O comício em Campo Grande está marcado para a partir das 16h, na Praça da Igreja de Nossa Senhora do Desterro. Antes, pela manhã, ele participa de uma moto-carreata prevista para sair às 11h do Lote XV, em Belford Roxo, em direção ao Centro de São João de Meriti, onde faz comício na Praça da Matriz, por volta das 12h30. Já na sexta-feira, ele participa do debate da Rede Globo e, no sábado, deve continuar na cidade do Rio, com eventos no Aterro do Flamengo e na Barra da Tijuca.

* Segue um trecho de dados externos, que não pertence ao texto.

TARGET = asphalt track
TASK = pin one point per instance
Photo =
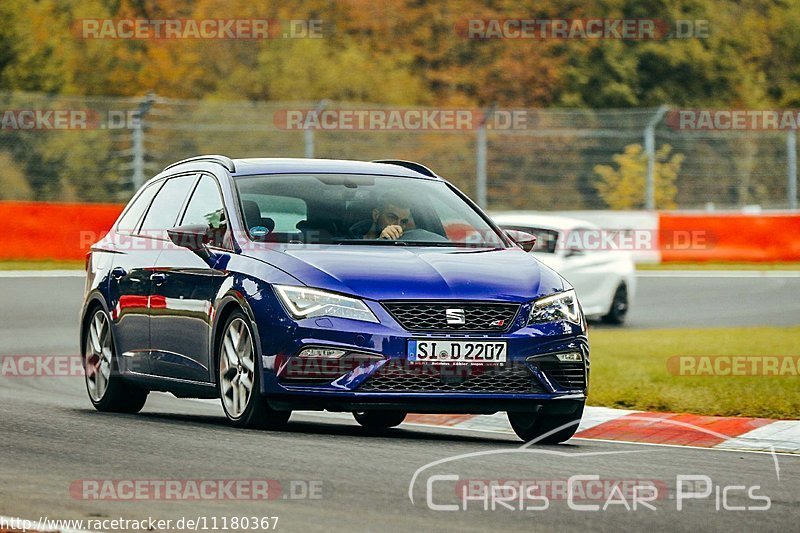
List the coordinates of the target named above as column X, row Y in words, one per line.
column 51, row 438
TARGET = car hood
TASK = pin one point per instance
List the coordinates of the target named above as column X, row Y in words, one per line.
column 395, row 272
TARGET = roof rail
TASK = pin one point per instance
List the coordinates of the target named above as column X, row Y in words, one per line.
column 416, row 167
column 226, row 162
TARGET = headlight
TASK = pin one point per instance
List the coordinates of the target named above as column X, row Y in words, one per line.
column 561, row 306
column 309, row 303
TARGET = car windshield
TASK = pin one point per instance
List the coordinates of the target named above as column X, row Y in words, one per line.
column 360, row 209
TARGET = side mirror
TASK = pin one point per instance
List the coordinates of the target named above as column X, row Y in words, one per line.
column 192, row 237
column 572, row 252
column 526, row 241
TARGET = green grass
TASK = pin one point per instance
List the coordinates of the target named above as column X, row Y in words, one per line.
column 41, row 265
column 719, row 266
column 629, row 370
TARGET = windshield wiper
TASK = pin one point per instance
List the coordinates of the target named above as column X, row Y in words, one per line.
column 379, row 242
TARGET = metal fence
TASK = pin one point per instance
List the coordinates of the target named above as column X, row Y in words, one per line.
column 549, row 164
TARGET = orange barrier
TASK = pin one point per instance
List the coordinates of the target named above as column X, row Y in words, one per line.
column 729, row 237
column 53, row 231
column 63, row 231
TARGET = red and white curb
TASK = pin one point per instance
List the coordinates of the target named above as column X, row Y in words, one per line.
column 602, row 423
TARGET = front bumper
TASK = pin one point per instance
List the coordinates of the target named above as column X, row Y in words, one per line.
column 530, row 350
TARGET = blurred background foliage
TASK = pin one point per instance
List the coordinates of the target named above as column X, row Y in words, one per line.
column 408, row 53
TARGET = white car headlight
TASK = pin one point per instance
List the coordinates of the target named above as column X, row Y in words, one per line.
column 303, row 302
column 555, row 308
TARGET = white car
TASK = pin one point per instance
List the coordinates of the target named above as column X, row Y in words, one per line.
column 604, row 276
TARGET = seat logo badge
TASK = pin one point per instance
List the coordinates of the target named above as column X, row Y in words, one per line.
column 455, row 317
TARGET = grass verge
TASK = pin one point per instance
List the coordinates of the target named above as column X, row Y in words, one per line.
column 629, row 370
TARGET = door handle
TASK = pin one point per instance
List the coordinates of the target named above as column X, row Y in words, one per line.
column 118, row 273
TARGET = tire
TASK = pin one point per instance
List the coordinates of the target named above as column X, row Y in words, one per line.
column 376, row 420
column 619, row 306
column 238, row 378
column 545, row 426
column 107, row 389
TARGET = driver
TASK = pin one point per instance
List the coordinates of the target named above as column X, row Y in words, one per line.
column 391, row 218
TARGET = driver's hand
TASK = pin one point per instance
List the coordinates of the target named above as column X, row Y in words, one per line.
column 391, row 233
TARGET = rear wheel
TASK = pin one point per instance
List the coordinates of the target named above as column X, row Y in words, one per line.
column 239, row 380
column 107, row 390
column 380, row 419
column 619, row 306
column 549, row 425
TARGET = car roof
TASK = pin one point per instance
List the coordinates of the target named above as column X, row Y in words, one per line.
column 539, row 220
column 265, row 165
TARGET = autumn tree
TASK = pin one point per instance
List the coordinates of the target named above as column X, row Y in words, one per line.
column 624, row 187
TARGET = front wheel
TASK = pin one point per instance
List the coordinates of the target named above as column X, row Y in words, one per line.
column 380, row 419
column 619, row 306
column 107, row 390
column 549, row 424
column 239, row 380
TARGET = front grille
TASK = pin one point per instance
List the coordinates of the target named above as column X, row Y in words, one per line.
column 566, row 375
column 432, row 316
column 435, row 378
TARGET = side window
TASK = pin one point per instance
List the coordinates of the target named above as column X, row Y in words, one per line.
column 206, row 209
column 134, row 213
column 164, row 210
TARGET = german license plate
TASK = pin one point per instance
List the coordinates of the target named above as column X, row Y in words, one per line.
column 457, row 351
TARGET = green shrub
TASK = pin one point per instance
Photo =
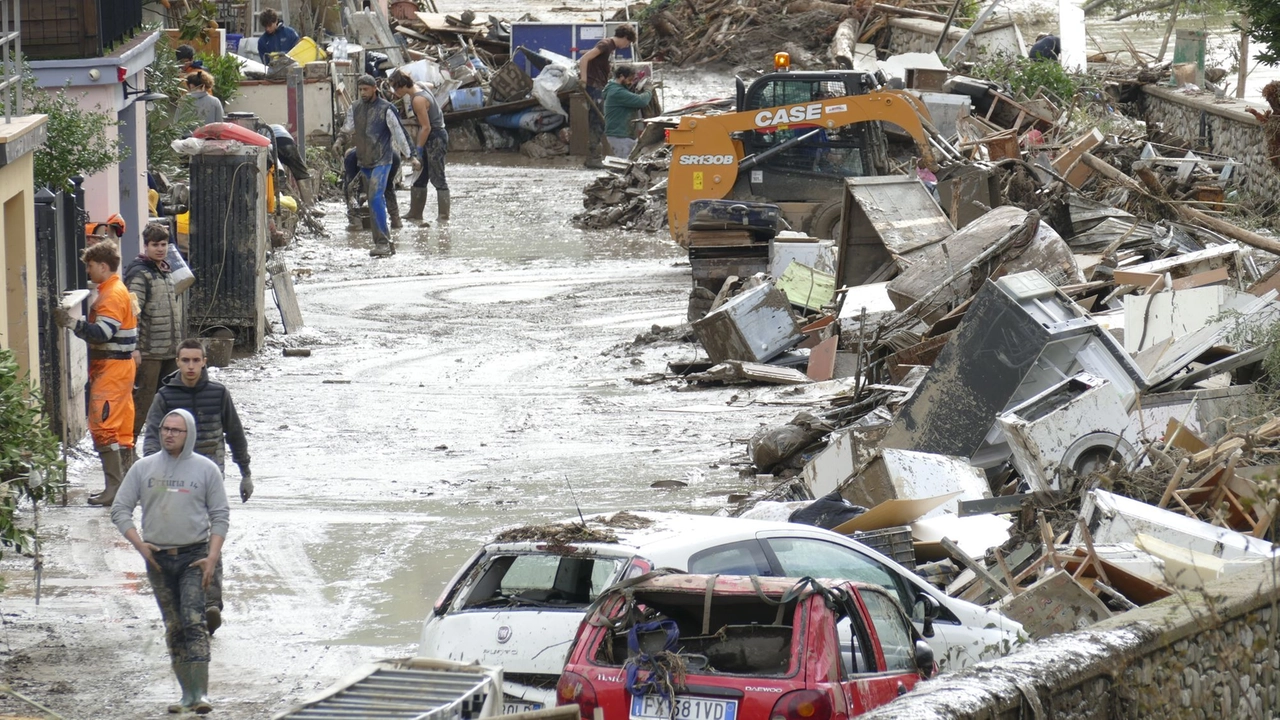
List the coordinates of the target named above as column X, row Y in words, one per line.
column 76, row 141
column 1264, row 27
column 1027, row 76
column 31, row 464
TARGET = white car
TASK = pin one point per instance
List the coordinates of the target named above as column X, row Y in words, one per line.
column 519, row 604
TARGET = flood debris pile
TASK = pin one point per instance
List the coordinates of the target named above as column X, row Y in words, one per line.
column 485, row 87
column 560, row 533
column 748, row 32
column 1051, row 360
column 632, row 199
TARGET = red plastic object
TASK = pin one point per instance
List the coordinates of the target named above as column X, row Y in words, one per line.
column 231, row 131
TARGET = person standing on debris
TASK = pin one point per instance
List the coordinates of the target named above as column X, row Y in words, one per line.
column 375, row 128
column 184, row 522
column 218, row 423
column 160, row 318
column 200, row 96
column 112, row 333
column 287, row 150
column 277, row 36
column 593, row 72
column 621, row 106
column 432, row 144
column 1047, row 48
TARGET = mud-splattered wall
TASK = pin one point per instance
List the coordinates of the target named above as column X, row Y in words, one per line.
column 1219, row 126
column 1194, row 656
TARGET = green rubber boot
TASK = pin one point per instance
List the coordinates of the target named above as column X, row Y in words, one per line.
column 181, row 670
column 199, row 674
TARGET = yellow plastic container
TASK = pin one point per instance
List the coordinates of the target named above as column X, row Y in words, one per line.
column 184, row 232
column 306, row 51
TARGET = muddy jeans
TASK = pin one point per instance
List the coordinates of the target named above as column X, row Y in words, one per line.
column 433, row 160
column 595, row 124
column 145, row 383
column 376, row 178
column 177, row 586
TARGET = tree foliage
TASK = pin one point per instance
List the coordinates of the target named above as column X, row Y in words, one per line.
column 167, row 119
column 31, row 464
column 1264, row 27
column 77, row 141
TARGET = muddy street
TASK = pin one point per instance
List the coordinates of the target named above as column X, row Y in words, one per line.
column 475, row 379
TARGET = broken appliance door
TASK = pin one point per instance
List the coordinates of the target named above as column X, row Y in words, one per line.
column 1068, row 431
column 1020, row 337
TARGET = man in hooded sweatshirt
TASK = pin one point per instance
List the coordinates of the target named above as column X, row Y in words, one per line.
column 218, row 425
column 184, row 520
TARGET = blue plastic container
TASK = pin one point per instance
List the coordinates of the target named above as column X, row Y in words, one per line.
column 466, row 99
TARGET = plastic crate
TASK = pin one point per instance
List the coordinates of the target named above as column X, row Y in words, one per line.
column 891, row 542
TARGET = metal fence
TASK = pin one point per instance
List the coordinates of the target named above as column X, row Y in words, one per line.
column 10, row 58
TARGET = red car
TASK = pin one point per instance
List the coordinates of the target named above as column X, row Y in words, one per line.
column 741, row 648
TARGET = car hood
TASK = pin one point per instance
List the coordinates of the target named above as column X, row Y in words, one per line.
column 521, row 641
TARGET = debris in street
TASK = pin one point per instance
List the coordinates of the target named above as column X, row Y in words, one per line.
column 558, row 534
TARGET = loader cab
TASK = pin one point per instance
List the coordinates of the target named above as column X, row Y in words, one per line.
column 787, row 89
column 803, row 172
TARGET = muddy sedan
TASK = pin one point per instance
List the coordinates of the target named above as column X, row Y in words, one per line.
column 721, row 647
column 517, row 601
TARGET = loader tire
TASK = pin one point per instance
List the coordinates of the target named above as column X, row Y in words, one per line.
column 824, row 222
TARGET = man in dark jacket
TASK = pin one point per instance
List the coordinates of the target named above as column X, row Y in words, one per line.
column 593, row 73
column 216, row 425
column 621, row 106
column 160, row 322
column 374, row 126
column 277, row 36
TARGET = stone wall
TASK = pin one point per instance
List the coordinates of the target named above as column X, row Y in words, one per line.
column 1194, row 656
column 1220, row 126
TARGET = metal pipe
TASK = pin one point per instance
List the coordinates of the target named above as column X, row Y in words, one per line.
column 748, row 163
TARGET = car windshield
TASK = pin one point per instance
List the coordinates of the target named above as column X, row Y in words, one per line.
column 732, row 636
column 539, row 580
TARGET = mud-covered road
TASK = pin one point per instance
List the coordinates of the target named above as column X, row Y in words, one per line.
column 464, row 384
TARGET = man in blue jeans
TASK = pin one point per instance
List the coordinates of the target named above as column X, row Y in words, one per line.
column 375, row 128
column 184, row 520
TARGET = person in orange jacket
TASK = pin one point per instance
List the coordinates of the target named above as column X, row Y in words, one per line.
column 112, row 332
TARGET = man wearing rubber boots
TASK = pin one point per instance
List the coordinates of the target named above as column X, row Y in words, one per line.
column 184, row 520
column 429, row 149
column 218, row 425
column 112, row 333
column 379, row 137
column 593, row 72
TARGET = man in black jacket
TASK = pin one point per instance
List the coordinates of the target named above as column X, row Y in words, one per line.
column 216, row 427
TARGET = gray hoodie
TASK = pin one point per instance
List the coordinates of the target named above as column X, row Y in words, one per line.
column 182, row 497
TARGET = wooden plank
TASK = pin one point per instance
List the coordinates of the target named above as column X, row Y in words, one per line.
column 1200, row 279
column 772, row 374
column 1078, row 147
column 822, row 360
column 1141, row 279
column 978, row 568
column 894, row 513
column 287, row 300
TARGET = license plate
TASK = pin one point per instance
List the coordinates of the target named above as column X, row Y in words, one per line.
column 654, row 707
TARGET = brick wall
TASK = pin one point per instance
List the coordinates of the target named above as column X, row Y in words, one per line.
column 1198, row 656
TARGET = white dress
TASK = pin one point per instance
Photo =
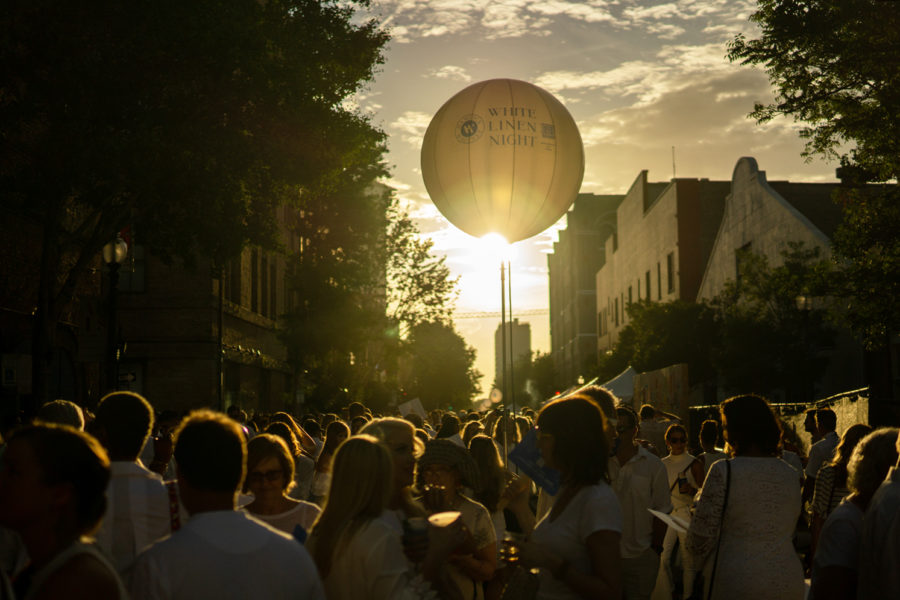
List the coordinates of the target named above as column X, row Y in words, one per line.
column 756, row 554
column 593, row 508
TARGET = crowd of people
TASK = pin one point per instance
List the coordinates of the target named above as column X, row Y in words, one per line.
column 124, row 502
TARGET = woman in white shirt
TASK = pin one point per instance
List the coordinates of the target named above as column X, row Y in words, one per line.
column 576, row 546
column 270, row 477
column 358, row 553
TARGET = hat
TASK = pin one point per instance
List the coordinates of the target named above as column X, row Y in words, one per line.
column 444, row 452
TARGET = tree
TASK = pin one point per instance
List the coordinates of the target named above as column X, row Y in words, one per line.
column 773, row 323
column 662, row 334
column 420, row 288
column 189, row 121
column 442, row 372
column 834, row 65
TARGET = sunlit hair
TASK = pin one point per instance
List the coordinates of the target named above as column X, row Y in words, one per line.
column 361, row 482
column 506, row 427
column 471, row 429
column 580, row 448
column 61, row 412
column 749, row 422
column 709, row 432
column 383, row 427
column 266, row 445
column 870, row 461
column 674, row 428
column 211, row 452
column 490, row 471
column 124, row 420
column 286, row 433
column 844, row 450
column 69, row 456
column 336, row 433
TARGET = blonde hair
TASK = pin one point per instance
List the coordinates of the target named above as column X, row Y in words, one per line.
column 361, row 486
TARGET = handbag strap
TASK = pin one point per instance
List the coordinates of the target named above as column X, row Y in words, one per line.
column 712, row 576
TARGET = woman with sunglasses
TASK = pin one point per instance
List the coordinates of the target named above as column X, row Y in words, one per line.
column 270, row 477
column 682, row 487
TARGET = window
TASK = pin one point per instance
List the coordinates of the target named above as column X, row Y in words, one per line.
column 273, row 292
column 254, row 280
column 132, row 273
column 670, row 270
column 658, row 282
column 264, row 285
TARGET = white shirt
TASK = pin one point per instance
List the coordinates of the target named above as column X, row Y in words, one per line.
column 820, row 452
column 838, row 541
column 137, row 514
column 879, row 552
column 223, row 555
column 640, row 483
column 594, row 508
column 372, row 566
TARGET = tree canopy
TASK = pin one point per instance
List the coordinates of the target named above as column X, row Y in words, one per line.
column 834, row 65
column 189, row 121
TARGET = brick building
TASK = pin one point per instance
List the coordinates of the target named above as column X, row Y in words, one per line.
column 665, row 233
column 576, row 257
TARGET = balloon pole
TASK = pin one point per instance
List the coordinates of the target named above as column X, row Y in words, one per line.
column 512, row 356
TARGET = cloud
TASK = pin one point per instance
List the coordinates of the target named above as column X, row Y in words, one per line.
column 411, row 126
column 451, row 72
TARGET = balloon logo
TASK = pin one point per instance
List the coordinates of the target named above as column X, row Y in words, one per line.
column 503, row 156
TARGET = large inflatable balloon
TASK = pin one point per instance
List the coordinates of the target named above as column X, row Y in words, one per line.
column 503, row 156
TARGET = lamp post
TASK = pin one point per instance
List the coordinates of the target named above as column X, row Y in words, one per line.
column 114, row 254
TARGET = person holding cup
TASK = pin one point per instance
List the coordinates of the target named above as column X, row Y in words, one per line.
column 444, row 470
column 576, row 545
column 359, row 554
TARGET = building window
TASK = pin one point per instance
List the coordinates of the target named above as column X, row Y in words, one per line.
column 273, row 293
column 670, row 271
column 658, row 282
column 254, row 280
column 133, row 272
column 264, row 286
column 740, row 260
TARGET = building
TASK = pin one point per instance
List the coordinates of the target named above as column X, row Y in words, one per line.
column 764, row 217
column 520, row 342
column 665, row 233
column 577, row 256
column 187, row 345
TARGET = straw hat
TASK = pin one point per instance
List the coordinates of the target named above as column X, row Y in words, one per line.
column 445, row 452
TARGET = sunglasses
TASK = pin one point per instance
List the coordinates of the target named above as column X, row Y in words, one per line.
column 258, row 476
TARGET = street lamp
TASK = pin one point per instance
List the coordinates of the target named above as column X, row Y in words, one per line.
column 114, row 254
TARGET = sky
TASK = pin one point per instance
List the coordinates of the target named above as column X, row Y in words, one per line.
column 639, row 78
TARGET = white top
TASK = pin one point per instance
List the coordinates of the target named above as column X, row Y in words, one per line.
column 756, row 554
column 304, row 514
column 137, row 514
column 593, row 508
column 879, row 552
column 838, row 541
column 372, row 566
column 679, row 465
column 641, row 483
column 76, row 549
column 820, row 452
column 478, row 521
column 223, row 555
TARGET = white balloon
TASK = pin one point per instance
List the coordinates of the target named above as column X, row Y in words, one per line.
column 503, row 156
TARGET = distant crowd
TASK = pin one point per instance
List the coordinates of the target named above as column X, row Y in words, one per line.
column 585, row 498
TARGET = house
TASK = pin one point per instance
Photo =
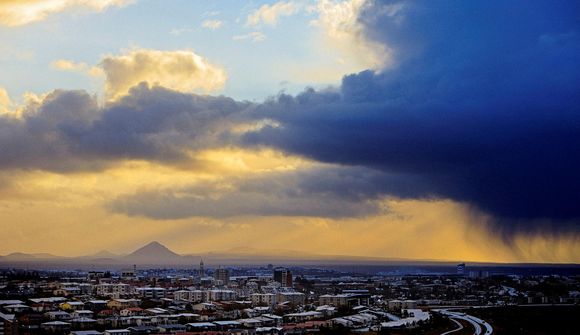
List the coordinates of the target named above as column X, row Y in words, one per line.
column 120, row 304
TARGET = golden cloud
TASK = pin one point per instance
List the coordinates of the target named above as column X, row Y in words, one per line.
column 269, row 14
column 21, row 12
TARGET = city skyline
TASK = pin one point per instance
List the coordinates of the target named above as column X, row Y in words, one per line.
column 370, row 128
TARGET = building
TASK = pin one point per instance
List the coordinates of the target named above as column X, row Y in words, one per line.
column 201, row 269
column 283, row 276
column 150, row 292
column 294, row 298
column 222, row 275
column 397, row 305
column 120, row 304
column 345, row 299
column 8, row 325
column 220, row 295
column 263, row 299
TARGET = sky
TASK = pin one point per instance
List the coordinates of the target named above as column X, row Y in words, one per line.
column 444, row 130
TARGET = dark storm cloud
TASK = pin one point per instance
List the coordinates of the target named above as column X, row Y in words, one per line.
column 68, row 131
column 483, row 105
column 335, row 192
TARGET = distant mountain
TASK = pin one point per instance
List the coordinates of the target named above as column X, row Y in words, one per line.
column 103, row 254
column 153, row 253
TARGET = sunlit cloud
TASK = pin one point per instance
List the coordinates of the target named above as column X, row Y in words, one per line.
column 269, row 14
column 212, row 24
column 22, row 12
column 5, row 103
column 180, row 70
column 343, row 31
column 67, row 65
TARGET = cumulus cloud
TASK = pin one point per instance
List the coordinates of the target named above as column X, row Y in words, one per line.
column 269, row 14
column 179, row 70
column 69, row 131
column 212, row 24
column 255, row 36
column 5, row 102
column 343, row 31
column 84, row 68
column 22, row 12
column 486, row 115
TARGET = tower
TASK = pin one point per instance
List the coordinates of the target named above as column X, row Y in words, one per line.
column 201, row 269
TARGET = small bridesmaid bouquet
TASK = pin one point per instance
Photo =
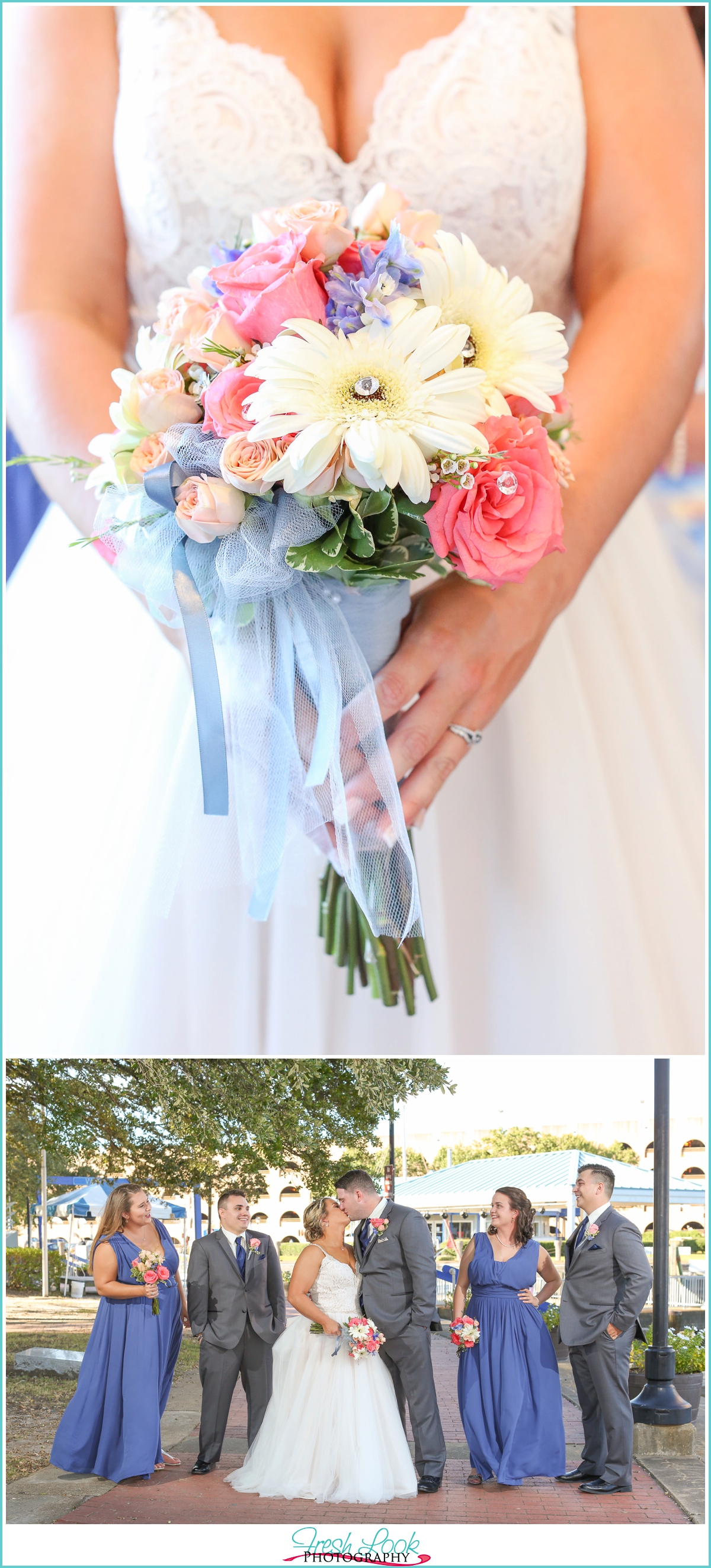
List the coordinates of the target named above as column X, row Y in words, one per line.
column 463, row 1333
column 149, row 1269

Em Belford Roxo (onde teve 54,79% dos votos no primeiro turno, contra 38,9% de Lula), ele vai ao único enclave da região com um prefeito que declarou apoio aberto a seu adversário. É Wagner dos Santos Carneiro, o Waguinho (União), que em 10 de outubro surpreendeu ao pender oficialmente para o lado petista. Sem o político para recebê-lo, ele deve ser recepcionado pelo deputado estadual Márcio Canella (União), o mais votado para Assembleia Legislativa do Rio (Alerj) este ano. Caberá ao parlamentar tentar neutralizar a influência de Waguinho, historicamente um aliado próximo a ele, do qual já foi vice-prefeito.
Já em São João de Meriti (onde teve 54,3% dos votos, frente a 38,93 do petista), Bolsonaro encontrará um terreno menos minado, já que o prefeito, Dr. João, é seu apoiador e assinou este ano sua filiação ao PL.